Endothelin-1 induces degeneration of motor neurons: a possible pharmacological target for amyotrophic lateral sclerosis.

Amyotrophic Lateral Sclerosis (ALS) is a neurodegenerative disease characterized by progressive loss of motor neurons (MNs) and astrogliosis. Factors secreted by activated astrocytes might contribute to MN degeneration. We have found that endothelin-1 (ET-1), a peptide strongly up-regulated in reactive astrocytes under pathological conditions, is abundantly expressed in reactive astrocytes in the spinal cord of SOD-1 G93A mice and ALS patients and exerts a toxic effect on cultured MNs through activation of astrocytic ET receptors (Ranno et al., Neurobiol Dis. 2014; 65:160-71).

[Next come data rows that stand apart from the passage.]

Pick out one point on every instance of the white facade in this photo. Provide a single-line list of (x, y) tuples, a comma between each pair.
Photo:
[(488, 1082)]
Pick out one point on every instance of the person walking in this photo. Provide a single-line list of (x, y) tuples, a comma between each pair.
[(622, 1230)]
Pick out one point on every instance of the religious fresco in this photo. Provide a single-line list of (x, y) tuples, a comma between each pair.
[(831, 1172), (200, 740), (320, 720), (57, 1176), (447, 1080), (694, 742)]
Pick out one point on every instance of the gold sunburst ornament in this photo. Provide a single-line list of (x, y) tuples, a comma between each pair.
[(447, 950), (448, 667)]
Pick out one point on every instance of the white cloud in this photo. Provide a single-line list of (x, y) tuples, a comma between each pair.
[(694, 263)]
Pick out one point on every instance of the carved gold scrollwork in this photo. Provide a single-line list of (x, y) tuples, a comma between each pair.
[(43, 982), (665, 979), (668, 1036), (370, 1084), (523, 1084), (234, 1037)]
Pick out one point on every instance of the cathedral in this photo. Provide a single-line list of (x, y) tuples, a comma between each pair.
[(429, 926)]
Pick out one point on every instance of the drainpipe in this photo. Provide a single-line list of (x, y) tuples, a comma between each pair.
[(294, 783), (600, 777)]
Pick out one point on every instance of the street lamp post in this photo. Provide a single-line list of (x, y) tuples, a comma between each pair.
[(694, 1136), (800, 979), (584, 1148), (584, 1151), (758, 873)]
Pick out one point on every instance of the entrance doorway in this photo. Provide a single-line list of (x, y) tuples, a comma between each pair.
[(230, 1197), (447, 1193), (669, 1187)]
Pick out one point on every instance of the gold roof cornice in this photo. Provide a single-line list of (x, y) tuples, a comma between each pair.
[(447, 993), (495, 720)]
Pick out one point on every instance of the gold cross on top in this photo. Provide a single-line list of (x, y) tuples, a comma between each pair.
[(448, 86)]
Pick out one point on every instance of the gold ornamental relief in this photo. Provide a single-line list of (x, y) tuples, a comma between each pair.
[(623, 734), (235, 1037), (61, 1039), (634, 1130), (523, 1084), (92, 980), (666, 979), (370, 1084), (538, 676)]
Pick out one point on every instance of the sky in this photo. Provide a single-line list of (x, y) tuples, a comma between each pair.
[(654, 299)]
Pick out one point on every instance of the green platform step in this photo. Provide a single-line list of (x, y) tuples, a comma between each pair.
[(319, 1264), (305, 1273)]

In this study, we investigated the mechanisms underlying ET-1 toxicity, focusing on cell survival pathways, such as phosphatidylinositide 3-kinase (PI3K) and JAK-STAT pathways, and/or inflammatory processes. To this aim, mixed spinal cord cultures were treated with ET-1 (100 nM for 48 h) with/without LPS (40 ng/ml) or inhibitors of PI3K (LY294002, 50 uM) and JAK-STAT (AG-490, 50mM). The number of surviving MNs was assessed after treatments by direct counting SMI32-positive neurons. We observed that the inhibition of PI3K pathway or JAK-STAT pathway caused MN death, as expected; however, exposure to ET-1 in the presence of LY294002 did not result in a further increase of MN death whereas a treatment with AG-490 in the presence of ET-1 increased the toxic effect of the peptide. We also observed that LPS induced MN death, but its effect was not additive with that of ET-1. Our results suggest that ET-1 may cause neuronal death by a mechanism that involves the PI3K pathway. An inflammatory component may account for the ET-1 toxicity, but this requires further investigation. Considering the toxic effect that ET-1 exerts on MNs, we can assume that the modulation of ET-1 mediated mechanisms might be envisaged as a new therapeutic approach for ALS.